Taken together these two not only help form the foundation of understanding where a particular economy is in its business cycle, but also, of course, builds a basis for comparison between the position and likely medium-term trajectory of other economies competing for your investment.
Return on Capital
I construct a Return on Capital Directional Indicator (ROCDI) by treating GDP as a flow of income from a stock of capital, and as that income fluctuates relative to the stock of capital. This is a simple idea, in macroeconomics related to Incremental Capital Output Ratio (ICOR) and in equity research to the asset turns (Sales/Total Assets) element of the Dupont Analysis decomposition of return on equity.
The key difficulty is estimating the size and growth of capital stock.
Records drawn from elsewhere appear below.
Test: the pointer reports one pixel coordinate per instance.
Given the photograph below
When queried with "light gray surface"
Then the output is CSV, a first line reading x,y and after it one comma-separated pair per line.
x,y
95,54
I make an estimate by depreciating the gross fixed capital formation line-item in quarterly national accounts over a 10yr period. Whilst such a straightforward approach refuses to engage in a number of obvious (and interesting) questions, in practice the results concur closely with the results of more scrupulous surveys, where available.
Crucially, these calculations are made using only nominal data (rather than real): ‘real’ counts of investment in capital goods seem to me to be hopelessly compromised by a) the issues arising from the Cambridge Capital Controversies; and b) the key characteristic of capital goods is that their price fluctuates dramatically with business cycle, but in balance sheet accounting terms they remain on the books at purchase cost. That difference between capital goods market price and book price is, quite obviously, a key element in the business cycle dynamics we want to understand.
The result is that we can see not only the fluctuations in trends in return on capital, but also how investment activity fluctuates (and is likely to fluctuate) in response.
Here, for example, is how it looks for the US.
Getting a grip on profits is less simple, but one can treat changes in corporate profits, or corporate saving, as a function of the changes in net investment plus the changes made in savings flows from the household sector, the government sector, and the ‘rest of the world’. To put it crudely, one sector at a time:
if the household sector’s savings ratio (defined as compensation minus consumer spending) diminishes and everything else is held constant, then corporate savings (ie, profits) will rise by the same amount;
If the government’s net (dis)savings position changes (ie, the fiscal deficit rises or narrows), and everything else is held constant, then corporate savings will fall or rise by the same amount;
If the rest of the world’s saving position with the economy (ie, the trade balance in its wide description) changes, and everything else is held constant, corporate savings will fluctuated by the same amount.
This is, in fact, nothing more than an economic accounting identity. To my knowledge, it was first articulated by a Polish Marxist-influenced economist Michal Kalecki in the 1930s, who initially used it to analyse the exploitation of the workers. Whilst it is not necessarily always easy (or possible) to calculate it with certainty, the results are extremely useful in observing the trajectory and force of business cycle dynamics.